Re: [PATCH 3/3][AArch64] Emit division using the Newton series

James Greenhalgh Wed, 25 May 2016 09:17:16 -0700

On Wed, Apr 27, 2016 at 04:15:53PM -0500, Evandro Menezes wrote:
>    gcc/
>         * config/aarch64/aarch64-protos.h
>         (tune_params): Add new member "approx_div_modes".
>         (aarch64_emit_approx_div): Declare new function.
>         * config/aarch64/aarch64.c
>         (generic_tunings): New member "approx_div_modes".
>         (cortexa35_tunings): Likewise.
>         (cortexa53_tunings): Likewise.
>         (cortexa57_tunings): Likewise.
>         (cortexa72_tunings): Likewise.
>         (exynosm1_tunings): Likewise.
>         (thunderx_tunings): Likewise.
>         (xgene1_tunings): Likewise.
>         (aarch64_emit_approx_div): Define new function.
>         * config/aarch64/aarch64.md ("div<mode>3"): New expansion.
>         * config/aarch64/aarch64-simd.md ("div<mode>3"): Likewise.
>         * config/aarch64/aarch64.opt (-mlow-precision-div): Add new option.
>         * doc/invoke.texi (-mlow-precision-div): Describe new option.
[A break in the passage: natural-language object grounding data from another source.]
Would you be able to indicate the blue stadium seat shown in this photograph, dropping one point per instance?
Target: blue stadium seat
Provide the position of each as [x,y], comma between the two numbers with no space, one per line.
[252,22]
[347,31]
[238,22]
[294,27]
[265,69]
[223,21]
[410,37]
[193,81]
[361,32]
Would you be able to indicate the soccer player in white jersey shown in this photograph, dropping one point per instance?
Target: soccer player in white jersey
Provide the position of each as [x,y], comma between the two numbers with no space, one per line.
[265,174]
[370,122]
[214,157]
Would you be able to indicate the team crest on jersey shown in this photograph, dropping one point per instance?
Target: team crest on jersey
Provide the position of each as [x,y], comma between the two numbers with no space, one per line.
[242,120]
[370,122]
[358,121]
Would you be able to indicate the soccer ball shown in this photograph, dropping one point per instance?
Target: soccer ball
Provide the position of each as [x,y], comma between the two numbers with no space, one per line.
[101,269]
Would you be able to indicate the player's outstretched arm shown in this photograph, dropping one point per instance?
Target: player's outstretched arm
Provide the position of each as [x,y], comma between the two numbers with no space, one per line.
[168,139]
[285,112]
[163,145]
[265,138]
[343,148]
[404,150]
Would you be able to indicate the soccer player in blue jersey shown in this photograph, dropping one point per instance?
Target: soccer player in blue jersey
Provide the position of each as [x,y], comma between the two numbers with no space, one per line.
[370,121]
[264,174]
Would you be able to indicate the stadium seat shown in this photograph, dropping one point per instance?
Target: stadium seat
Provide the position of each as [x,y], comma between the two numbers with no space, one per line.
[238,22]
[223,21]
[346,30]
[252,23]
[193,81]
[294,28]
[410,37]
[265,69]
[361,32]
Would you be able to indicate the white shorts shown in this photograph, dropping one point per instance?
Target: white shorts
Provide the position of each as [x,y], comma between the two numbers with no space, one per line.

My comments from the other two patches around using a structure to
group up the tuning flags and whether we really want the new option
apply here too.

This code has no consumers by default and is only used for
-mlow-precision-div. Is this option likely to be useful to our users in
practice? It might all be more palatable under something like the rs6000's
-mrecip=opt .

> diff --git a/gcc/config/aarch64/aarch64-simd.md 
> b/gcc/config/aarch64/aarch64-simd.md
> index 47ccb18..7e99e16 100644
> --- a/gcc/config/aarch64/aarch64-simd.md
> +++ b/gcc/config/aarch64/aarch64-simd.md
> @@ -1509,7 +1509,19 @@
>    [(set_attr "type" "neon_fp_mul_<Vetype><q>")]
>  )
>  
> -(define_insn "div<mode>3"
> +(define_expand "div<mode>3"
> + [(set (match_operand:VDQF 0 "register_operand")
> +       (div:VDQF (match_operand:VDQF 1 "general_operand")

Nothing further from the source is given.